Save this for when you have enough time to read a 4,000-word piece about self-acceptance, but also a love story, and Glacier National Park, figuring out where you belong, and, well, here: “I began, if not to turn away from the mythical notion of a man to “complete” me, to accept that there was no love out there for me. I chose mountains instead.”

I get a brief mention in this piece (because of a restaurant recommendation), so maybe I’m not that objective, but I really think the running world could use more race reports like Nick Triolo’s story from the Rock ’N’ Roll Half Marathon in Las Vegas.

Super-interesting article about a study that shows how you think about exercise (and whether or not you think you’re “active”) can actually impact your health.

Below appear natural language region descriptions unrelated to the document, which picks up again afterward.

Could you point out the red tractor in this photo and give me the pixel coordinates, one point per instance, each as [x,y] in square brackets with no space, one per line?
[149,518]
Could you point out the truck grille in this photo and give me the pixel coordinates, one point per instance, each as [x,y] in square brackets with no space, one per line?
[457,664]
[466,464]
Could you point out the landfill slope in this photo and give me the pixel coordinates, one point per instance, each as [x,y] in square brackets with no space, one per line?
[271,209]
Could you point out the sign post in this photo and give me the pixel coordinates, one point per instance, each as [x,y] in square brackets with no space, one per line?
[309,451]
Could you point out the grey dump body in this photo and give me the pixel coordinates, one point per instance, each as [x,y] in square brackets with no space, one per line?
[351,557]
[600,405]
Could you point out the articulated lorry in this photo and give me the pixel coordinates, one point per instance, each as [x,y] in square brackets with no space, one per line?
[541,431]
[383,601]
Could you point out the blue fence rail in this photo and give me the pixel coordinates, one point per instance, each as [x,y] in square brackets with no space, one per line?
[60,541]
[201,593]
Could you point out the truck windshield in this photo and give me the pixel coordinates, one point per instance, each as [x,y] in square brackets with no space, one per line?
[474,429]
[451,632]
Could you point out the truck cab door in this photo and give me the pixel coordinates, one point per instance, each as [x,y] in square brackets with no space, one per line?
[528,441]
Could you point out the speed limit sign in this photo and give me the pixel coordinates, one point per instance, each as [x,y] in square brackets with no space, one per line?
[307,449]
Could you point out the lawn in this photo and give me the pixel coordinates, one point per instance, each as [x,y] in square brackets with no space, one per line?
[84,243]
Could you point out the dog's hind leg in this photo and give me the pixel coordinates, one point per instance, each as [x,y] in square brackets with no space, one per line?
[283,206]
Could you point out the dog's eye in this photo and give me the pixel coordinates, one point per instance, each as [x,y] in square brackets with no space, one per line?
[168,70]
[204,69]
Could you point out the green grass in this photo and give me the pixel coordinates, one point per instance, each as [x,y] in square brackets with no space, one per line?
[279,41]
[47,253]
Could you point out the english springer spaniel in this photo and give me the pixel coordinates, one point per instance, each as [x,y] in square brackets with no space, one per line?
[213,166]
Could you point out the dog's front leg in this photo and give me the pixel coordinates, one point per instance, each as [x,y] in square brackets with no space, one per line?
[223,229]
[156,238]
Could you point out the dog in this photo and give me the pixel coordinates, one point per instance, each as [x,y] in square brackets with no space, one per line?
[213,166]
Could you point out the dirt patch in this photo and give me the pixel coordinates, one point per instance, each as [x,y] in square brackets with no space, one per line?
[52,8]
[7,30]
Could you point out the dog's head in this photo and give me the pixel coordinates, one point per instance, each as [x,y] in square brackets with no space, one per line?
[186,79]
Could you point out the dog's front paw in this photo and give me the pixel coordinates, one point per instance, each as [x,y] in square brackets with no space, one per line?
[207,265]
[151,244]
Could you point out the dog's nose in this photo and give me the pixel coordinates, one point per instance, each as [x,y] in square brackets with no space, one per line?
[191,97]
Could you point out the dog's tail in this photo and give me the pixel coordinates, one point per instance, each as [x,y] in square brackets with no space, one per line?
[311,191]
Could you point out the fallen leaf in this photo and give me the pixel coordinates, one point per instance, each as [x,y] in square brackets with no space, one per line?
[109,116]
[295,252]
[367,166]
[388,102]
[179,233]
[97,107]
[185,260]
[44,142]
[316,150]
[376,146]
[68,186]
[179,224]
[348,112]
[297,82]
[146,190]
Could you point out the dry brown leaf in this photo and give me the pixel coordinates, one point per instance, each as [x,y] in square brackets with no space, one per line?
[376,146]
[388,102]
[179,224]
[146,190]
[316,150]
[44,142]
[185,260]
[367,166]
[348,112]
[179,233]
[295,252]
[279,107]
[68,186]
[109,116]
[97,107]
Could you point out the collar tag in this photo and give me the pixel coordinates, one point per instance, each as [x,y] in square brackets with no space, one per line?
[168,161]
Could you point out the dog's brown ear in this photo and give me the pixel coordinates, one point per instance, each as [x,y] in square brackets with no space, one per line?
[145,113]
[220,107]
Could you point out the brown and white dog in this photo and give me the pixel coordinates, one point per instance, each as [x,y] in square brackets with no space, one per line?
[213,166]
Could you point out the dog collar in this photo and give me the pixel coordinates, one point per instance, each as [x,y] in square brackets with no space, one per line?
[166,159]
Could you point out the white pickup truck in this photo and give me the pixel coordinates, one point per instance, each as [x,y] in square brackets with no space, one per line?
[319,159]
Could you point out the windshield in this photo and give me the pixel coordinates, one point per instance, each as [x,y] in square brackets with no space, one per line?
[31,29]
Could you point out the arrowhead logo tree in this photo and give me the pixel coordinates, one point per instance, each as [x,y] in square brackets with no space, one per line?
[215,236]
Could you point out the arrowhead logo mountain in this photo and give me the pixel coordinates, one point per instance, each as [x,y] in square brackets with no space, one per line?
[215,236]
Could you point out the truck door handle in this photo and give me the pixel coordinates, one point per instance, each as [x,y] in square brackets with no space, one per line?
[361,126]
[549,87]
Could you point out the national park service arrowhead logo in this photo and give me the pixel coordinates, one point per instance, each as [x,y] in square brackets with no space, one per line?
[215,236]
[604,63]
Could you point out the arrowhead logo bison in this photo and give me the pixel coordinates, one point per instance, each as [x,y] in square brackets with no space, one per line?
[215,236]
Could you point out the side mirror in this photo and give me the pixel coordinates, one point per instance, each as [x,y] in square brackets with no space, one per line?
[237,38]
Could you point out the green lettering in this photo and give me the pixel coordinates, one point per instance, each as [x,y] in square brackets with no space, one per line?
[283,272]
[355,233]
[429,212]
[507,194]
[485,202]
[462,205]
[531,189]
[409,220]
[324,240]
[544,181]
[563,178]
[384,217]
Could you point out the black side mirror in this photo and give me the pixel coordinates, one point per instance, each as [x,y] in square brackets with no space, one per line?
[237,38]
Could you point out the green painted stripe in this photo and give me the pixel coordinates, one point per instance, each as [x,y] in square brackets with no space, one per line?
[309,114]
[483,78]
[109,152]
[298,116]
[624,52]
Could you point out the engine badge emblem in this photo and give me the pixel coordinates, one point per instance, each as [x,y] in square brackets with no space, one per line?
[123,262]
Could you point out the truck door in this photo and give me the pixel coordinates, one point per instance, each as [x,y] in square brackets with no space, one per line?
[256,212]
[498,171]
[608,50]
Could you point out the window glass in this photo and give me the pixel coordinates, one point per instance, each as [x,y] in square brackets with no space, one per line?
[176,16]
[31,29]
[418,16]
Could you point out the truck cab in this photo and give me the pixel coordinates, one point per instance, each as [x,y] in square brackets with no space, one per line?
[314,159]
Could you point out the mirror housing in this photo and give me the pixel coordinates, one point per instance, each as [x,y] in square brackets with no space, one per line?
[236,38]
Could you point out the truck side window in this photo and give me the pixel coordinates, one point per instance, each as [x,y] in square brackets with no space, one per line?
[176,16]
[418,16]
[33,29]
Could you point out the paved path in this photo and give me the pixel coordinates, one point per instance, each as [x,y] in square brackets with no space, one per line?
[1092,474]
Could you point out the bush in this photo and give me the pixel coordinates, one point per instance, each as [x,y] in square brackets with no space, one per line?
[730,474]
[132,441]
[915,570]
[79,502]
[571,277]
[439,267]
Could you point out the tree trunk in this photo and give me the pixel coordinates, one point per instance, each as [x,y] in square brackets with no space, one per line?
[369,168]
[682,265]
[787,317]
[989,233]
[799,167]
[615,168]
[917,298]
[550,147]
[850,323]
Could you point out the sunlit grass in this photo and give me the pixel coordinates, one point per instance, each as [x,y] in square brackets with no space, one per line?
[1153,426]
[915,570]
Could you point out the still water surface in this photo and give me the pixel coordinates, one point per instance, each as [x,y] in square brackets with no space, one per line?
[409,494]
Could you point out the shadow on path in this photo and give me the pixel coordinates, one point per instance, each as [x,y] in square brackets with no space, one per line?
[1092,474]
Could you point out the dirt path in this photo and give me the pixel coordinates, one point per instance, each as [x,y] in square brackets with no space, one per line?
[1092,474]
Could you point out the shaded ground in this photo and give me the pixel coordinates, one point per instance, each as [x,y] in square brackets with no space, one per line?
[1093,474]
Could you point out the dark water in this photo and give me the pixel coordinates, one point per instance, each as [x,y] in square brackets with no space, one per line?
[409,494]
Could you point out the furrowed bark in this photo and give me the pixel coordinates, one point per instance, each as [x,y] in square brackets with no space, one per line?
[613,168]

I also didn’t know about the 2007 study of hotel-room attendants mentioned a ways down in the article, and that really drives home what’s going on here.

My friend Mark made this fun short film about e-bikes and e-scooters and how they’re evolving transportation—watching it, I had to ask him if I was crazy to think I’d seen restaurant delivery folks riding e-bikes around Manhattan as early as 2012.

If you have ever listened to Ed Roberson’s Mountain & Prairie podcast, you have probably been moderately to severely charmed and will might also be tempted to spend a few days floating the Green River with him this September during his Place, Power, and Purpose workshop.